XML/encoding/prolog/python hell...

F

fscked

I am a beginning pythoner and I am having a terrible time trying to
figure out how to do something that (it would seeme to me) should be
fairly simple.

I have a CSV file of unknown encoding and I need to parse that file to
get the fields <--- DONE
I need to create an xml document that has the proper prolog and
namespace information in it. <--- NOT DONE
I need it to be encoded properly<--- Looks right in IE, not right in
any other app.

I should say that I have googled my butt off, tried ElementTree,
CSV2XML, and various other things and cannot get any of them to work.

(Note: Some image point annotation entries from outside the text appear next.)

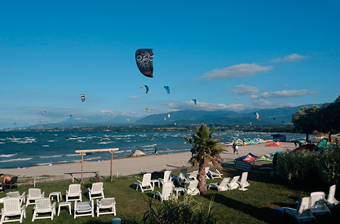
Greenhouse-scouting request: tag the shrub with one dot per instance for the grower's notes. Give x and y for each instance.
(329, 166)
(184, 211)
(304, 167)
(298, 166)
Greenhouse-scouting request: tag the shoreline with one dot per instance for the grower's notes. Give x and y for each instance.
(134, 165)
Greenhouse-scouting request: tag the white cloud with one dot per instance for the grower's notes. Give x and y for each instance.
(287, 93)
(235, 71)
(245, 90)
(290, 58)
(118, 113)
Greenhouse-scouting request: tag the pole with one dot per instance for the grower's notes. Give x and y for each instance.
(82, 155)
(111, 164)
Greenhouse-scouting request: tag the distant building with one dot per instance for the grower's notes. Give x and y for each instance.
(279, 138)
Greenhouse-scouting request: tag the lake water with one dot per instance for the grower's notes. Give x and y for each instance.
(28, 149)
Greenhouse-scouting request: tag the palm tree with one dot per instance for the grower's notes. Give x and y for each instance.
(207, 150)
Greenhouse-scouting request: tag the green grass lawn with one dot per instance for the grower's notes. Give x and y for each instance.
(253, 206)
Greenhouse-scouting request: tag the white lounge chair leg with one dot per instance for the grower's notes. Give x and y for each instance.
(243, 189)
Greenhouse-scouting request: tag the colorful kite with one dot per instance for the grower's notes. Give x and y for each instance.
(147, 88)
(167, 89)
(144, 59)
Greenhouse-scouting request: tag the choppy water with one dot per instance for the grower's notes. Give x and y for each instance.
(46, 148)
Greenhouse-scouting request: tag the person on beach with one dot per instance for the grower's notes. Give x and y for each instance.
(234, 147)
(193, 151)
(6, 180)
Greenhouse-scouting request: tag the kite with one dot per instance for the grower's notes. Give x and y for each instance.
(144, 59)
(167, 89)
(147, 88)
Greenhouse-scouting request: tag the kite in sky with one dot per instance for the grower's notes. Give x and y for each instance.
(144, 59)
(167, 89)
(147, 88)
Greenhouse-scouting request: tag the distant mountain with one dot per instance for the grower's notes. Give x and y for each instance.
(276, 116)
(186, 117)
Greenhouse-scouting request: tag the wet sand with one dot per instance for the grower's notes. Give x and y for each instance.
(135, 165)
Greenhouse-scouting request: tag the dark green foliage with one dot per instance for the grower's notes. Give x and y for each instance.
(329, 166)
(184, 211)
(308, 167)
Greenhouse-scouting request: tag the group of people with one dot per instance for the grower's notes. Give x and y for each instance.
(235, 148)
(6, 181)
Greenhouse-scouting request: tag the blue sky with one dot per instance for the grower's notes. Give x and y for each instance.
(226, 54)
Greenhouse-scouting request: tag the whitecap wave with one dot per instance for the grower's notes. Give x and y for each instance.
(13, 160)
(104, 143)
(94, 158)
(44, 157)
(8, 155)
(148, 146)
(73, 155)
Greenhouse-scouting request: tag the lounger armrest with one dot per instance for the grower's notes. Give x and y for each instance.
(22, 207)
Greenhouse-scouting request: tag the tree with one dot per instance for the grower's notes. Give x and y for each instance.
(305, 119)
(207, 150)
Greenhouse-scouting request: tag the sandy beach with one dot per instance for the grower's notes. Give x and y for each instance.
(134, 165)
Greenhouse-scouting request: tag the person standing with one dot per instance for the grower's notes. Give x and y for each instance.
(193, 151)
(234, 147)
(6, 180)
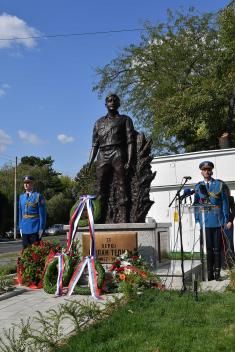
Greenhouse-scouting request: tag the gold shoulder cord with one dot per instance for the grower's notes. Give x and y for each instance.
(216, 195)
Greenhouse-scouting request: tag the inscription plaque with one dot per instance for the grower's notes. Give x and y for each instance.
(110, 245)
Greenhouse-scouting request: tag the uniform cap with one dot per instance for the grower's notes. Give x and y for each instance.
(206, 165)
(28, 179)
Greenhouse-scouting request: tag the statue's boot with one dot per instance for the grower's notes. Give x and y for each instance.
(122, 214)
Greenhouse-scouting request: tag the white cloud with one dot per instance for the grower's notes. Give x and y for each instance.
(28, 137)
(14, 27)
(62, 138)
(5, 139)
(3, 89)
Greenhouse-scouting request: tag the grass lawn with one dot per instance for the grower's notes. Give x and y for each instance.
(163, 322)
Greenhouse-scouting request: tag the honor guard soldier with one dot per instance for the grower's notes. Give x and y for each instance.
(32, 213)
(211, 195)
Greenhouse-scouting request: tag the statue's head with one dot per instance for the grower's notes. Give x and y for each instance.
(112, 101)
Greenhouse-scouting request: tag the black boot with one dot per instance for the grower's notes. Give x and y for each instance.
(211, 276)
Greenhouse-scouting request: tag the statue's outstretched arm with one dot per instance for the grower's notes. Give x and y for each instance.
(93, 154)
(130, 154)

A sample of the output I am looking for is as follows:

<?xml version="1.0" encoding="UTF-8" standalone="yes"?>
<ns2:boxes xmlns:ns2="Boxes">
<ns2:box id="9" mac="333333" d_a="2006" hw_ver="v1.1" sw_ver="3"
pl_h="No Data" name="Lounge" address="here" phone="555-5555"
country="US" city="LA"/>
<ns2:box id="7" mac="444444" d_a="2005" hw_ver="v1.0" sw_ver="3"
pl_h="No Data" name="MyHouse" address="there" phone="555-5556"
country="US" city="New York"/>
</ns2:boxes>

Is there some fundamental thing I am not getting? I cannot get
'tostrings' to work in ElementTree and I cannot figure the prolog out.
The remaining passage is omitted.